Zero to Sixty, Chapter 7. Am I the Oldest One Here?



John Howell-Books
Back when I was in college, I worked in the Financial Aid office at San Francisco State University. I was 23 to 25 years old—a little older than a freshman, but still in the freshness of youth. I remember Edith, who worked in the office with me. She was probably 60 herself—a kind, but significantly overweight woman who had probably been great at the manual tasks of office management at one time, but was overwhelmed by using computers. And this was in the mid to late 1970’s.

I don’t want to be Edith, as nice as she was, but it does seem that I’m now one of the oldest people at work. In a meeting, I look around and see no gray heads—I’m it. I’m now older than the head of the company, older than my boss — and for the first time, I’m older than the president of the United States. I’m even older than my doctor (who replaced the one who retired). 

What does this mean, if anything? When I was young, I thought that the older people were in charge — and respected them. Now, although I actually have years of life experience and am more comfortable with myself, I still feel like one of the kids.

Does being in charge make you “older?” Is it an internal decision to be a parent to those around you? I could be the parent of some of my colleagues. My granddaughter is the age of some of my work colleagues’ kids.

After I graduated from college in 1978, I went to work in a long-established antiquarian bookstore in San Francisco. Just to show how things have changed, here’s how I got the job. I met a woman at a party. I took the streetcar downtown to the employment agency where she worked. I sat down and she opened a metal box with file cards in it.

She pulled out a card. “How would you like to work in a bookstore?” she asked. I said, “Sure.” She sent me over there and I was hired and began my first full-time post-college job at John Howell-Books.

The bookstore was owned and operated by Warren Howell, “the white-thatched dean of western bookmen.” He was about 6-6, solidly built, and used to being in charge. His father, John, had established the business in 1912, and designed and moved it into a quaint location near Union Square in 1924. 

Mr. Howell’s right-hand woman was Sally Zaiser, a gracious and highly intelligent woman who was in the Who’s Who of American Women. She managed the accounting, which was done with a pen in a paper ledger. No, we had no computers there—not even a cash register (we had a cash drawer). 

We did take credit cards. We put the card into a metal sliding device and pulled the handle across it. The charge slip had carbon paper in it, so we had multiple copies. We had to call an 800 number to confirm the purchase.

Sally and I got along just fine, although she and Mr. Howell were both conservative Republicans and I was the opposite. It was a huge change from going to college, and Sally was not much like Edith.

In any case, I realize now that Mr. Howell was 65 when I first started working there—and Sally was 63. That’s essentially my age now. But they were what 60-year-old people were like back then, and were in a different role as well. So — age may not bring authority, even if it does impart knowledge and experience.

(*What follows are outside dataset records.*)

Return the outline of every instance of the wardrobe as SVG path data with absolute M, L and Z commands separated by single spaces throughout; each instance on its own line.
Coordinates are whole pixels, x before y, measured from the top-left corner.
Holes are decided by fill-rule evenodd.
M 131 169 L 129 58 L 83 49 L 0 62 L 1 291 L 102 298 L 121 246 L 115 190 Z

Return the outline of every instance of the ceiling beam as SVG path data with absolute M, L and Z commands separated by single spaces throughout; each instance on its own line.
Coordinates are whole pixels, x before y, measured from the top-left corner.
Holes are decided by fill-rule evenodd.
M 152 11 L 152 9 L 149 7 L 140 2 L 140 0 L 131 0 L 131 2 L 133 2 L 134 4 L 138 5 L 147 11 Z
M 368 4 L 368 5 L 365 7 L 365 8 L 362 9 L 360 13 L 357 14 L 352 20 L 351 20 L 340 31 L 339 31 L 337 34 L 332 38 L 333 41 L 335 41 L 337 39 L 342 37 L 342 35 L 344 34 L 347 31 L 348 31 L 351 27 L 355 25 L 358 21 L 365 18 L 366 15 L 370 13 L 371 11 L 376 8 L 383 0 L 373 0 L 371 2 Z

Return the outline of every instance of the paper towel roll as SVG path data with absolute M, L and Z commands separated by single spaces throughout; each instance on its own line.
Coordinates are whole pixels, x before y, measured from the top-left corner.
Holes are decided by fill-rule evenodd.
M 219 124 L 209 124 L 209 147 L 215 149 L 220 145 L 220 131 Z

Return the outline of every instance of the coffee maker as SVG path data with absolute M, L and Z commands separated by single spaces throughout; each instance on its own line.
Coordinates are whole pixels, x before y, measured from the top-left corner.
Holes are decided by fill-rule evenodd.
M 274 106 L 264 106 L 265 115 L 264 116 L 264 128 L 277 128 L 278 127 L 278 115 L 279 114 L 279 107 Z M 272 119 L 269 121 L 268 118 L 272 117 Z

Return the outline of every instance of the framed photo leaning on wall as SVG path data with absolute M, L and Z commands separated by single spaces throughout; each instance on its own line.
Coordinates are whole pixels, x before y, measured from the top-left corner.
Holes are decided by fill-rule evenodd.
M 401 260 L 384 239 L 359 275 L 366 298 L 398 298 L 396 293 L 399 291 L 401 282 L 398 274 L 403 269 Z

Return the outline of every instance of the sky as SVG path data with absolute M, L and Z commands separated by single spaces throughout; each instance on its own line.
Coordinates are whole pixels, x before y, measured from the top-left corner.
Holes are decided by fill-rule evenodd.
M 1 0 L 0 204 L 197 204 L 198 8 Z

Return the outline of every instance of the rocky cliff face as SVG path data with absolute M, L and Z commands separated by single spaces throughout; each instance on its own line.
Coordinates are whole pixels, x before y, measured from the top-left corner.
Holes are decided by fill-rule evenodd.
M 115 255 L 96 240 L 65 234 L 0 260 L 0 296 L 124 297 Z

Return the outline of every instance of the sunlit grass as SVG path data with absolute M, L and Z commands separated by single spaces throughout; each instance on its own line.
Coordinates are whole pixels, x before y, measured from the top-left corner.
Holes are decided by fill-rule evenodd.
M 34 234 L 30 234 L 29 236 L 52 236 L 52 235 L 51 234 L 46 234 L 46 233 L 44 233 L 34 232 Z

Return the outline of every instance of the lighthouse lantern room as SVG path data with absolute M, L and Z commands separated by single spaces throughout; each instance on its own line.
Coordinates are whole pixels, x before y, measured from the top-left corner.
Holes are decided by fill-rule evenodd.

Things are upside down now, but I’m OK with it.

Saturday, March 30, 2013

Zero to Sixty, Chapter 6. 50 Years of Reading Motor Trend



One of the good things about getting older is that you’ve had time to do some things for a long time — or a lot of times. For example, I started reading Motor Trend magazine at the age of 10 — that means fifty years of monthly issues. I’ve followed the annual model changes since the 1964s — and visited the showrooms too. With early 2014s already on the road (I’ve tested a couple already), that’s quite a spread.

I’ve been driving since 1968 — and got my license in 1969. That means I’ve got 45 years of experience. That puts me in the middle between the “maniacs” and the “geezers” out on the highway. The former, normally but not exclusively young, typically drive old Honda Civics or Mustangs and dart from lane to lane as they hurry along. I explain this by assuming that they learned to drive from playing Grand Theft Auto on their PlayStations.

The “geezers” are the old folks who occupy the left lane in their Camry or Buick, going 55. Or, they betray their weakened eyesight and degenerated nerve synapses by starting up slowly when traffic begins to move. I’m not sure whether it’s better to be in back of them or in front.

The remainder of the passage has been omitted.